Which got me thinking about Sherlock, and something I've bemoaned a bit since the last series there: Mary's "who you really are, doesn't matter" line. Because I think this episode gets at a lot of what Mark and Steven were aiming for in that comment, and in a way that seems much more satisfying to me. In the DW episode, Robin Hood is supposed to be just a legend, not real, to the point the Doctor can't believe he's not an illusion or some sort of alien deception. A real Robin Hood is impossible to him. The episode ends with Robin challenging him on this point: they're both "the story behind the legend" in a sense, both are being mythified, and that myth serves a bigger purpose than reality.
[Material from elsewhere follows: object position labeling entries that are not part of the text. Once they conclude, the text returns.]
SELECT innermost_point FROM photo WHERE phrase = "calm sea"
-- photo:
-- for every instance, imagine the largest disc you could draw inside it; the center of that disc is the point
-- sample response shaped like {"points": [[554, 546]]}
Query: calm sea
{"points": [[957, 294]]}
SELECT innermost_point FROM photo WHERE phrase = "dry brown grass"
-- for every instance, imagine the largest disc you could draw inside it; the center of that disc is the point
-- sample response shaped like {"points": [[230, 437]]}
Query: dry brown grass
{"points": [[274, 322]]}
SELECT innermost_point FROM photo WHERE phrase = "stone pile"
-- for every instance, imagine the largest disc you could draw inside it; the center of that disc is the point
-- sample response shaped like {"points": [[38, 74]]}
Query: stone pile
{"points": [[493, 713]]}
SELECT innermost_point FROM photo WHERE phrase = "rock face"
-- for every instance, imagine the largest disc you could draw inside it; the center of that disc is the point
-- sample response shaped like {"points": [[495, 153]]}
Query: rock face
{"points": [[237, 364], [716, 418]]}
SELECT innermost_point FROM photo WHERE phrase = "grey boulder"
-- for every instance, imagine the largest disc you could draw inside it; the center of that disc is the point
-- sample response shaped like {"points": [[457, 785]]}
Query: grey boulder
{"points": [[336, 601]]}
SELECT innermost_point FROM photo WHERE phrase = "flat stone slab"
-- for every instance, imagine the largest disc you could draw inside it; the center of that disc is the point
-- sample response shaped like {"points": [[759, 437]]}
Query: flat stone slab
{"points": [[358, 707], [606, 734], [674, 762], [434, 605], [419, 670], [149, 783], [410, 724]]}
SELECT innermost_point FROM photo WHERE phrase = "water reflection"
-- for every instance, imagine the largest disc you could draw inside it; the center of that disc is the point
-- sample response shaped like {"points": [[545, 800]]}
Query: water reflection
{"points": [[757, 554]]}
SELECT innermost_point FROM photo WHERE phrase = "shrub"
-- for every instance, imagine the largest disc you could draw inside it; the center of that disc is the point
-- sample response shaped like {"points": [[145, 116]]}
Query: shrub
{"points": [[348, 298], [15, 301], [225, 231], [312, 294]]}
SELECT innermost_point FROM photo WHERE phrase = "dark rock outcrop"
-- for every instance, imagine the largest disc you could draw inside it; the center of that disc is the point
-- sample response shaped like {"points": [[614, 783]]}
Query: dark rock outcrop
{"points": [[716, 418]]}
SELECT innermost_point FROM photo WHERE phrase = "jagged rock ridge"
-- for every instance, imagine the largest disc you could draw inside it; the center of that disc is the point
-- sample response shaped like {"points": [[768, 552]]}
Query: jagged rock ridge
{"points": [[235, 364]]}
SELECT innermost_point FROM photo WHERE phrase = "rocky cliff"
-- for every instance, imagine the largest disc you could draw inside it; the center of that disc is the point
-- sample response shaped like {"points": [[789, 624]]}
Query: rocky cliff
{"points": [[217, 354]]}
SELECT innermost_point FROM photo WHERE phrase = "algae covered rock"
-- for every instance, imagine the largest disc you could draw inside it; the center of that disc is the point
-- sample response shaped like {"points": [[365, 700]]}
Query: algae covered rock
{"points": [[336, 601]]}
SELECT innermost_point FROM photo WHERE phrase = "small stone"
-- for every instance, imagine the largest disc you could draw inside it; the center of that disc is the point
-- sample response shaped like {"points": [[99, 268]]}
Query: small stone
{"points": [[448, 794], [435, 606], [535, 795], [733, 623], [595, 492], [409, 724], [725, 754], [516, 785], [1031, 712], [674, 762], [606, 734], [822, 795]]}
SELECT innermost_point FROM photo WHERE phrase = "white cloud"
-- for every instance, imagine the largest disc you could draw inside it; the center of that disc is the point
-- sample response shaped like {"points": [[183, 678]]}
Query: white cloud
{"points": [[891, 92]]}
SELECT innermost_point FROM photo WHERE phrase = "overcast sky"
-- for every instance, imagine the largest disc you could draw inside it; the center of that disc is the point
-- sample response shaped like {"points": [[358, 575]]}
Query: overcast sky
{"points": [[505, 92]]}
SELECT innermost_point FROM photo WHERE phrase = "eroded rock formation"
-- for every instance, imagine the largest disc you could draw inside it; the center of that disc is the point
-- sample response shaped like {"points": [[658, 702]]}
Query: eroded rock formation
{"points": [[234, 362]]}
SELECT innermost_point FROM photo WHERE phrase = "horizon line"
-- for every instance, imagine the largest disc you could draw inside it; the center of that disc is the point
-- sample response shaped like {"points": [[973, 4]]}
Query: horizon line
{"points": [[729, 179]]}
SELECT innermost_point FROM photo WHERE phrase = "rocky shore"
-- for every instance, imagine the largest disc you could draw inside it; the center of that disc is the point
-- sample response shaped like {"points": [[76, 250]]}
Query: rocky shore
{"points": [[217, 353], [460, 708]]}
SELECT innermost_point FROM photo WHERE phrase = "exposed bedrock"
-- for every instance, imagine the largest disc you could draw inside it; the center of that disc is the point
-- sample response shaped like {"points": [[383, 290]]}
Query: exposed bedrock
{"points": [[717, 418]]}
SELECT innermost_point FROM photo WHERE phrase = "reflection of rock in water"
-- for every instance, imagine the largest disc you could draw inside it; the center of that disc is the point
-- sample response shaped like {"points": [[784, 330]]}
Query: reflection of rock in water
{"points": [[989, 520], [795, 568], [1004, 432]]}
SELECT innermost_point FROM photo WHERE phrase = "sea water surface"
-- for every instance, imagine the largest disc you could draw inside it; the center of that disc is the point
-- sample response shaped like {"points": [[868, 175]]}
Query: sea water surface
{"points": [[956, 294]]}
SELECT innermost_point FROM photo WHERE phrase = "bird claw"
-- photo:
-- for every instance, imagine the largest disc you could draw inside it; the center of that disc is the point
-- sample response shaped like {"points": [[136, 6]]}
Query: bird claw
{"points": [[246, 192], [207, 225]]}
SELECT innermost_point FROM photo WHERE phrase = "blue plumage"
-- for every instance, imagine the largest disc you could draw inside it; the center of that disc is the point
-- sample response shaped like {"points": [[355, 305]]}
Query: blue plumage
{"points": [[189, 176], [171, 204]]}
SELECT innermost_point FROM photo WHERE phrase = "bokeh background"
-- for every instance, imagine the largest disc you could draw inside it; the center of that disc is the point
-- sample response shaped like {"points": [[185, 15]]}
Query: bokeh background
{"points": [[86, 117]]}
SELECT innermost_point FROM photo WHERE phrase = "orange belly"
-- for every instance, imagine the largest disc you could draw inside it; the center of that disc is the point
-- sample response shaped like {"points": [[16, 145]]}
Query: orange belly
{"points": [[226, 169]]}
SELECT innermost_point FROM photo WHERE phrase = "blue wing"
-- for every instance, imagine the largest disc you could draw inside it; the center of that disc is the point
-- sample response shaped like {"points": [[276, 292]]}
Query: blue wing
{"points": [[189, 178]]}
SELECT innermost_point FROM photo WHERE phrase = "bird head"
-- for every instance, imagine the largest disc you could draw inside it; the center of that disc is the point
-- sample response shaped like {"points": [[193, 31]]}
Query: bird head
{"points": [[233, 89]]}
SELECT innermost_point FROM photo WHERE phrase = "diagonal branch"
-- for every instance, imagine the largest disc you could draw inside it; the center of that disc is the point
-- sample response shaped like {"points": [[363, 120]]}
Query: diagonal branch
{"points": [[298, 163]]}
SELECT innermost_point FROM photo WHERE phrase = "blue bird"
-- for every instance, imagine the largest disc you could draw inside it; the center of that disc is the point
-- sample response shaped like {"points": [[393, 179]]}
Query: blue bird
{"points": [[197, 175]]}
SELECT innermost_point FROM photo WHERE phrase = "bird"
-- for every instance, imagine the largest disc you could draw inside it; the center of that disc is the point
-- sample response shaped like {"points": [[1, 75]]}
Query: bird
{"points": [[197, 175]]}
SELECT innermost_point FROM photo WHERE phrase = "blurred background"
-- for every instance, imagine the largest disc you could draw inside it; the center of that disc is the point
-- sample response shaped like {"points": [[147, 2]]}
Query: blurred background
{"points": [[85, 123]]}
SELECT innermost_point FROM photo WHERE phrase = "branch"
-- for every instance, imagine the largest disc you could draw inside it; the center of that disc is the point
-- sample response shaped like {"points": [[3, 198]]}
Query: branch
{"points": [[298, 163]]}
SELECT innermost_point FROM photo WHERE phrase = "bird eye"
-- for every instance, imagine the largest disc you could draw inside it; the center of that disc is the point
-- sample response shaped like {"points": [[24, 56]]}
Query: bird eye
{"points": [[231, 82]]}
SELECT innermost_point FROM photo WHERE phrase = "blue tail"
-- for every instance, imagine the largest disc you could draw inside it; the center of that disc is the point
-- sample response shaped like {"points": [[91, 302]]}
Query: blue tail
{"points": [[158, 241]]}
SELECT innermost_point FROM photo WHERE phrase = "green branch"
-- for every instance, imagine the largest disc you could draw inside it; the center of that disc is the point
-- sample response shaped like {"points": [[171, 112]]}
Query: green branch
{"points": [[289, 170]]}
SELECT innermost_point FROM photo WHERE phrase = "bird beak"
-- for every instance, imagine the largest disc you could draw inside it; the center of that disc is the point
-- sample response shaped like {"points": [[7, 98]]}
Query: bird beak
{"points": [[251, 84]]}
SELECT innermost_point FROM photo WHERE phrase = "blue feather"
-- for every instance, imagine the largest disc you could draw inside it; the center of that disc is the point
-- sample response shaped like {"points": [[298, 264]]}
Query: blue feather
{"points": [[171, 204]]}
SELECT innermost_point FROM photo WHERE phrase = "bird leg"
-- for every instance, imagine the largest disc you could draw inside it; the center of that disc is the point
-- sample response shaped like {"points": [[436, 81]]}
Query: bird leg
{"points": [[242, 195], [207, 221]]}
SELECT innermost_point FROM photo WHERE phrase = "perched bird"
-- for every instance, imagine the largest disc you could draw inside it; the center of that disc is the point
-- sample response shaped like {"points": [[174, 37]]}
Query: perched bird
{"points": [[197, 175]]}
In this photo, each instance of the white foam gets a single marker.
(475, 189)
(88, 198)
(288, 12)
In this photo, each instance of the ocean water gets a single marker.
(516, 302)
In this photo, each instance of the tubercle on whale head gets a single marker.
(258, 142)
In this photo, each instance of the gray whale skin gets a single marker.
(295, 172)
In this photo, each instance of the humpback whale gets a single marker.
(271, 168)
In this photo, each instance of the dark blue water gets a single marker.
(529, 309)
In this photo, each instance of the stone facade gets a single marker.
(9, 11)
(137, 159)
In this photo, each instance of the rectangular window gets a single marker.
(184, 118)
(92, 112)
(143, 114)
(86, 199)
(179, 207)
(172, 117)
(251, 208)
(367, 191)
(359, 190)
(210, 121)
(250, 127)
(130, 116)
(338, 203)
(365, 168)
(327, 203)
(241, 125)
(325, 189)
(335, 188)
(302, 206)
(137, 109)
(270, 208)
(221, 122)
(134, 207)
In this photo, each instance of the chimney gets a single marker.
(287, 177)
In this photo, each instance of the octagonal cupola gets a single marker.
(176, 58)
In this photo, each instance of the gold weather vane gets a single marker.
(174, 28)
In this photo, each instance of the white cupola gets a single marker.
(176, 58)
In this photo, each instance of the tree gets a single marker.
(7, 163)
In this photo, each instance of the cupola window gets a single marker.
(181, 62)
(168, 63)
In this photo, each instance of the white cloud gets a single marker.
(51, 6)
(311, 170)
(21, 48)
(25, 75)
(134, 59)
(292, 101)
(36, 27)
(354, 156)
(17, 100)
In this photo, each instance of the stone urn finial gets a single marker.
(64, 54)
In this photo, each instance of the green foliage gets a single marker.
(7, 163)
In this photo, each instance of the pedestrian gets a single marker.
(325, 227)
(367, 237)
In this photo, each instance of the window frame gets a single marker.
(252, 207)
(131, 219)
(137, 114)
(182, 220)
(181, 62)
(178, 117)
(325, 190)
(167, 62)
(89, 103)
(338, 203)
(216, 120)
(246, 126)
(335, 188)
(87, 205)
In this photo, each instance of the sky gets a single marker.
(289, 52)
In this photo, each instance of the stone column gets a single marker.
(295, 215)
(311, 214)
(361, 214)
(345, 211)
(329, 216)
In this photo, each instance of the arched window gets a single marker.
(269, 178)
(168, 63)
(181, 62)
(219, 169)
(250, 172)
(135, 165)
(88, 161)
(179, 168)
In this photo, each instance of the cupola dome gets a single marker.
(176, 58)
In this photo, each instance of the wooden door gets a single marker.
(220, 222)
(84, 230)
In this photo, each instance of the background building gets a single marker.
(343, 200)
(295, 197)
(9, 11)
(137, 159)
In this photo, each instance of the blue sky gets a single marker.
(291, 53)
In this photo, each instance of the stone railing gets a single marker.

And in Sherlock we've seen that happened not once but twice in S4: Mary's post-mortem "life" standing in such stark contrast to the character we got to see when she was alive, and John's and Sherlock's increasingly dark and even abusive relationship being repurposed a the final cout of appeals, the heroes bursting forth from Rathbone Place in those final frames.

What puzzles me is why I find the Whovian version so encouraging and upliting and even beautiful, while the Sherlockian version just depresses me. Is it level of investment (me personally, I mean) in Sherlock and John as "real" people rather tan just as an encouraging myth? Is it genre, fantasy in the truest sense versus the hyper-realism of the detective/mystery genre? Just the fact that this is one beat in a show I enjoy as opposed to the final beat in something I probably loved in a much truer, certainly deeper sense? I honestly don't know, but that distinction still fascinates me.